Sebuah Kisah Dari Rimba Kapitalisme


Jangan mengira masyarakat Pasaman Barat makmur. Begitulah kira-kira judul sebuah berita media online yaitu puaiiliggoubat.com  pada tanggal 9 Juni 2010[1]. Media itu menyatakan bahwa yang diuntungkan dengan dibukanya lahan sawit dengan menjual tanah ulayat masy setempat bukanlah masyarakat itu melainkan pemilik perusahaan dan pemerintah. Hal ini dapat kita lihat dari pemaparan Ujang alias zulkifli (35) salah satu masyarakat adat diPasaman Barat,seperrti yang dituturkan pada puaiiliggoubat.com :
Jangan salah menilai, yang kaya oleh sawit bukan warga Pasaman Barat, tapi tentara, polisi, dan para pejabat, termasuk bupatinya. Mereka yang menggunakan kekuasaannya untuk menjaga kepentingan perusahaan, itulah yang makmur oleh sawit. Masyarakat? Tidak, mereka harus puas jadi budak perusahaan yang harus menghabiskan hari-harinya di kebun sawit sepanjang waktu dengan upah seadanya dan hutang yang terus menumpuk, selain membenturkan masyarakat dengan aparat, sehingga banyak anggota masyarakat yang terbunuh atau dipenjara, perusahaan juga tak segan-segan mengintimidasi penduduk. “Brimob bahkan membuka areal pelatihan di situ untuk menakut-nakuti masyarakat, selain polisi, tentara dan pejabat, perusahaan juga menggunakan preman-preman untuk mengawasi dan menjaga perusahaan dari protes masyarakat, apa makmurnya hidup begitu?”[2] Konflik tanahpun pernah membuat warga Pasaman Barat penyegel perusahaan sawit asal Malaysia yaitu PT.Laras Inti Nusa. Konflik disebakan oleh penyerahan tanah yang tidak beres. [3]

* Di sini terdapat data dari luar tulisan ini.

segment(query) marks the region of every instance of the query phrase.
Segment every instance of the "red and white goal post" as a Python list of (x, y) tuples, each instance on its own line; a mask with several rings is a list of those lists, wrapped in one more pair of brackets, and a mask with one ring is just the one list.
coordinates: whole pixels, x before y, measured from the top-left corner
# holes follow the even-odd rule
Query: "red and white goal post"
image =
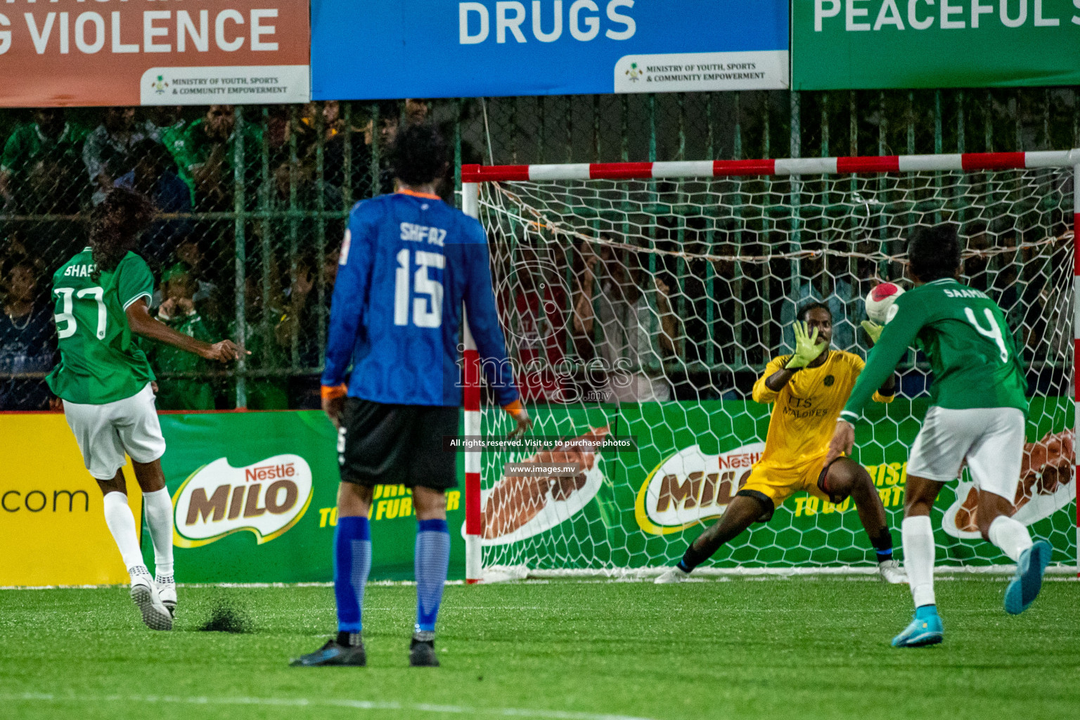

               Melalui pemaparan diatas maka dapat kita lihat penyebab konflik adalah adanya perubahan sistem berproduksi masyarakat setempat terhadap tanah ulayat. Jika kita sebut tanah ulayat adalah sebuah factor produksi masyarakat, maka sejak tanah tersebut telah dialih fungsikan kepada lahan sawit dan lahan sawit dimiliki oleh swasta,maka masyarakat setempat telah kehilangan haknya terhadap factor produksi, sebelumnya tanah ulayat merupakan suatu lahan pertanian yang digarap bersama-sama oleh kaum tersebut, dimana pembagian kerja didasarkan atas kemauan serta kemampuan dari masing-masing orang dalam kaum dan hasilnya dibagi sesuai kesepakatan kaum pemilik tanah tersebut maka kini konsep itu tidak bisa lagi dipakai. Karena saat lahan itu telah menjadi milik perusahaan swasta maka system berlaku adalah system kapitalisme. Kini perusahaanlah  yang menentukan berapa banyak orang dari kaum tersebut untuk dapat bekerja didalam kebun sawit tersebut. Masyarakatpun tidak bisa lagi bebas menentukan divisi kerja mereka, karena hal itu telah ditentukan oleh perusahaan, kini pembagiaan kerja adalah berdasarkan skill yang dimiliki , dan umumnya masyarakat setempat yang mempunyai latar belakang bertani dan sama sekali buta terhadap indusrti sawit akan menjadi buruh didalam perusahaan tersebut (karena dalam system kapitalisme para pemilik modal bebas untuk merekrut tenaga kerja darimanapun semau mereka, maka untuk teknisi industri mereka akan memilih untuk mengambil lulusan unversitas untuk menghemat modal dengan memberi pendidikan masyarakat setempat mengenai industri sawit)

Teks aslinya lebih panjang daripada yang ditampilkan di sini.